My friend Jack went to sleep last Saturday night and never woke up.
He was 60 years old.
Yeah, don’t even try making any sense of it – there is none. Jack Kelly was a good and kind man and my heart aches that he is gone from this world.
Jack and I attended the same church – All Saints Episcopal – and he and his wife Lauren didn’t tell me for the longest time that they came to All Saints only after reading a newspaper column I wrote about the church. They were searching for a church and when they landed at All Saints, like me, they knew they were home.
I liked Lauren immediately. She jokes that she and my wife Joy are “twins” – they are both tall, slender and vivacious. Jack was harder to get to know and I think I initially mistook his quietness as shyness. I’m grateful we became good buddies.
He was an “old school” kind of guy – the type of man who is as comfortable in a blue blazer as he is a flannel shirt. He was a consummate gentleman, always helping the old ladies up for communion and even cheerfully escorting them to and from church if necessary.
Jack loved sports and I always looked forward to seeing him on Sunday to rehash or preview the big games of the week. Like me, he was a life-long Redskins fan and he loved the Baltimore Orioles.

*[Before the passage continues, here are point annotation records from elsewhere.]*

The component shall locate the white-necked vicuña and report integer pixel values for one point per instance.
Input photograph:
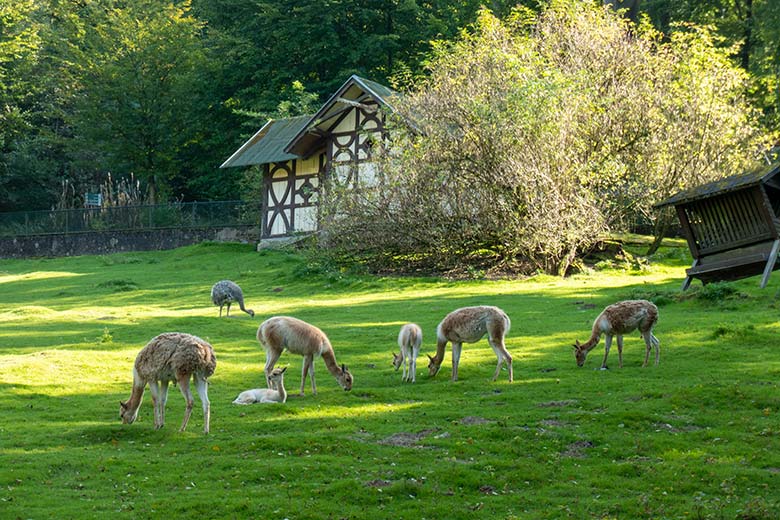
(274, 394)
(283, 332)
(616, 320)
(469, 325)
(171, 356)
(226, 292)
(409, 341)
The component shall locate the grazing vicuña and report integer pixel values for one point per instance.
(469, 325)
(619, 319)
(171, 356)
(283, 332)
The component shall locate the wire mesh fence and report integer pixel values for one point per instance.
(131, 218)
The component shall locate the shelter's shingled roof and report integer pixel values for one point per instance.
(267, 145)
(291, 138)
(721, 186)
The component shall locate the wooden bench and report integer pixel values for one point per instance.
(735, 264)
(732, 226)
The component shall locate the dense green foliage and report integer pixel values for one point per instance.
(532, 135)
(162, 89)
(696, 437)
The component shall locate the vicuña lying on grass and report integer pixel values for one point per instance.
(171, 356)
(409, 341)
(469, 325)
(226, 292)
(283, 332)
(275, 394)
(619, 319)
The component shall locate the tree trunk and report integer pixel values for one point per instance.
(661, 226)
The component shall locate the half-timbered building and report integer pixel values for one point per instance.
(298, 154)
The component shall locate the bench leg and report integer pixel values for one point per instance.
(689, 279)
(770, 263)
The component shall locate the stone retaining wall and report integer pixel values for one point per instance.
(107, 242)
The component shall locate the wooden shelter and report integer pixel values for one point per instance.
(297, 154)
(732, 226)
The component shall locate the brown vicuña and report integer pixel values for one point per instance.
(616, 320)
(469, 325)
(283, 332)
(171, 356)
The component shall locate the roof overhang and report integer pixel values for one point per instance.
(353, 93)
(722, 186)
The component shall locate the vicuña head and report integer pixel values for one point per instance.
(579, 353)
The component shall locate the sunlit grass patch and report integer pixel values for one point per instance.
(695, 436)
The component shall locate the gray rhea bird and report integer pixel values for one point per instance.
(226, 292)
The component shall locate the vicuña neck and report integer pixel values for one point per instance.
(440, 346)
(330, 362)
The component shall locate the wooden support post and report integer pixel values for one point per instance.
(770, 263)
(689, 278)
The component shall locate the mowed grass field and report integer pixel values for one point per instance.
(696, 437)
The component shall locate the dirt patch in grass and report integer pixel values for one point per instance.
(379, 483)
(406, 439)
(666, 427)
(577, 449)
(557, 404)
(474, 420)
(552, 423)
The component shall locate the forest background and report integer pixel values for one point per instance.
(166, 91)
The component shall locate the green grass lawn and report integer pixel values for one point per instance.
(696, 437)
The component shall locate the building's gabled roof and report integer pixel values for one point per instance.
(353, 91)
(725, 185)
(268, 144)
(285, 139)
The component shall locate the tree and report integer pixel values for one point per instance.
(753, 26)
(142, 71)
(533, 135)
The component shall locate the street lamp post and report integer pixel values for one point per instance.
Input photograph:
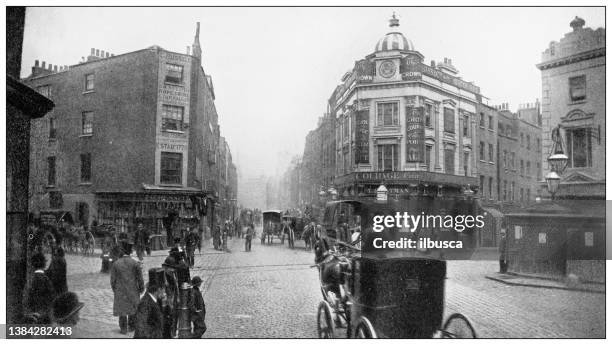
(557, 162)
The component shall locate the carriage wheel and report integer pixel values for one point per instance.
(458, 326)
(325, 321)
(90, 244)
(364, 329)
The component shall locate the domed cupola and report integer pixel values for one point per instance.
(394, 40)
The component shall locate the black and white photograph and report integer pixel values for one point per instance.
(305, 172)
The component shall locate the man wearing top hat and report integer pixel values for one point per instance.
(149, 317)
(127, 284)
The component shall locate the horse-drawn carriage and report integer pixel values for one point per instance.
(272, 226)
(58, 228)
(374, 292)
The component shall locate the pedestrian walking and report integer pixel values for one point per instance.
(57, 271)
(248, 237)
(40, 293)
(127, 284)
(149, 317)
(503, 253)
(191, 242)
(198, 308)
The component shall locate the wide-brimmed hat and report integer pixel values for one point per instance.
(65, 306)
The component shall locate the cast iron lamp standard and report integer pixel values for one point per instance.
(557, 162)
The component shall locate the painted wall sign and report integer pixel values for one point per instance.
(362, 137)
(415, 135)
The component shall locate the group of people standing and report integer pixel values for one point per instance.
(152, 311)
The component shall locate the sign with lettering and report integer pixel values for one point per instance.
(415, 134)
(362, 137)
(413, 69)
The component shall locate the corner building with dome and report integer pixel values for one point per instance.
(405, 124)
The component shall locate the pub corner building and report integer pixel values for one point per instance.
(133, 138)
(410, 127)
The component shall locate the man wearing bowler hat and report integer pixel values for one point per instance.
(198, 308)
(127, 284)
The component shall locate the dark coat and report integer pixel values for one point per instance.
(149, 319)
(57, 274)
(39, 295)
(127, 284)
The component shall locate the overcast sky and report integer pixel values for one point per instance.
(274, 68)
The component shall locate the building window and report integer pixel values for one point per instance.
(172, 117)
(579, 148)
(44, 90)
(449, 161)
(51, 171)
(387, 114)
(87, 123)
(86, 168)
(428, 156)
(528, 169)
(171, 168)
(388, 157)
(577, 88)
(89, 82)
(428, 114)
(174, 73)
(528, 142)
(449, 120)
(466, 126)
(52, 129)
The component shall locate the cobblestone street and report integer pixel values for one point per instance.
(272, 292)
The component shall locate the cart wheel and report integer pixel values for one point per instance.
(364, 329)
(325, 321)
(458, 326)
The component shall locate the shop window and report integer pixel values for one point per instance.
(87, 123)
(89, 82)
(449, 160)
(449, 120)
(428, 114)
(86, 168)
(51, 171)
(174, 73)
(577, 86)
(579, 148)
(172, 118)
(387, 114)
(388, 157)
(171, 168)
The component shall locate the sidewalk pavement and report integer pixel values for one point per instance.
(547, 283)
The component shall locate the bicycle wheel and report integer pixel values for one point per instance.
(458, 326)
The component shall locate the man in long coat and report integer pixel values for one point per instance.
(127, 284)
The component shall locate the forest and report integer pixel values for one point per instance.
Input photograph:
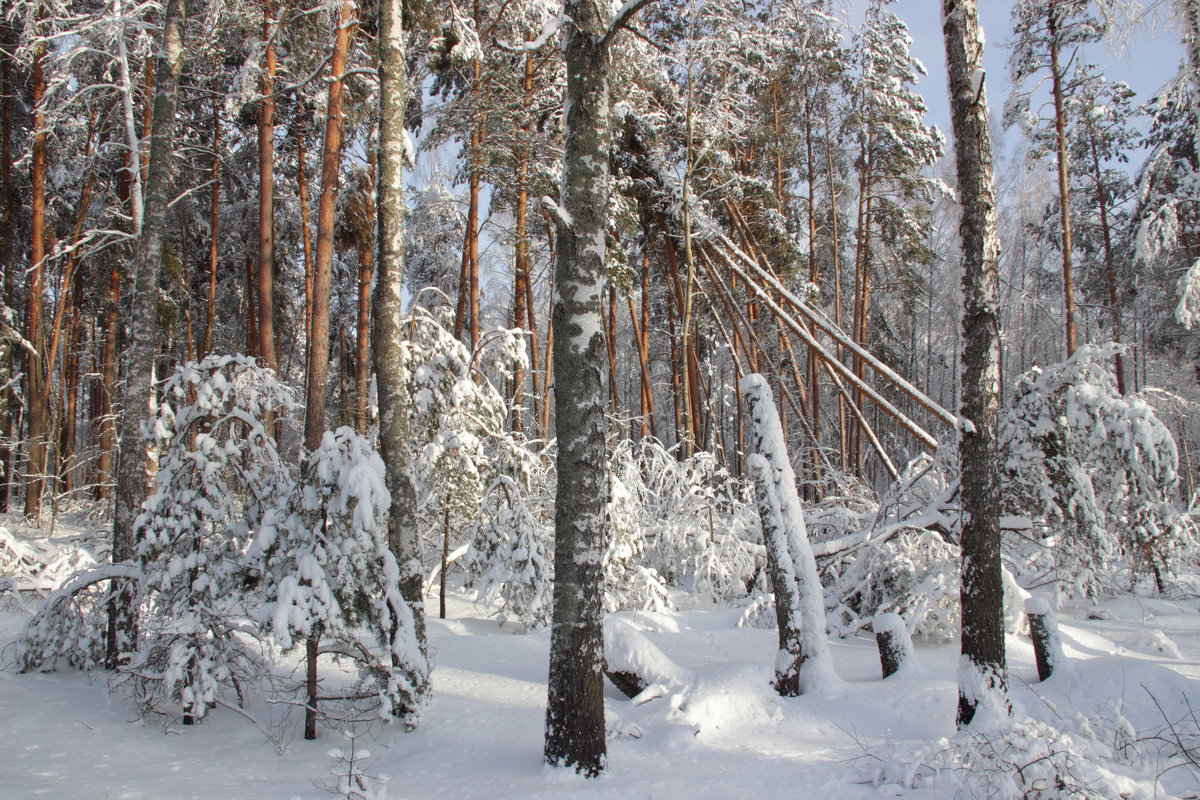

Often during the Passing of the Peace we would embrace and our exchange would sound more like something from SportsCenter than the Book of Common Prayer.
Jack was a great historian, too, and he would often drop a pithy quote from some historical figure into a conversation. He could tell a good story and a slightly off-color joke with aplomb.
I knew him to be a gentle and thoughtful man. He would remember that I grew up in Virginia and make a reference to that from time to time. He was warm and genuine and the Saints are in mourning as I write this today.
My dear friend Tom, who never shares anything on Facebook, posted a beautifully haunting tribute to Jack from the poet Wendell Berry’s “Three Elegiac Poems”:
He goes free of the earth.
The sun of his last day sets
clear in the sweetness of his liberty.
The earth recovers from his dying,
the hallow of his life remaining
in all his death leaves.
Radiances know him. Grown lighter
than breath, he is set free
in our remembering. Grown brighter
than vision, he goes dark
into the life of the hill
that holds his peace.
He’s hidden among all that is,
and cannot be lost.
We are all unspeakably sad for Lauren and their sons and their grandchildren. But if we are to be completely honest, and Jack would appreciate that, we are also feeling the hard, cold reality of our own mortality.
In baseball, the term “sacrifice fly” refers to a batter hitting a ball with the intention of causing a teammate to score a run, while sacrificing his own ability to do so.
I like to think that my friend Jack found poetry in his beloved baseball and I know that the only solace that I’ve found since learning of his death is the notion that maybe, just maybe, because of him, we’ll all cherish our journey home a little bit more.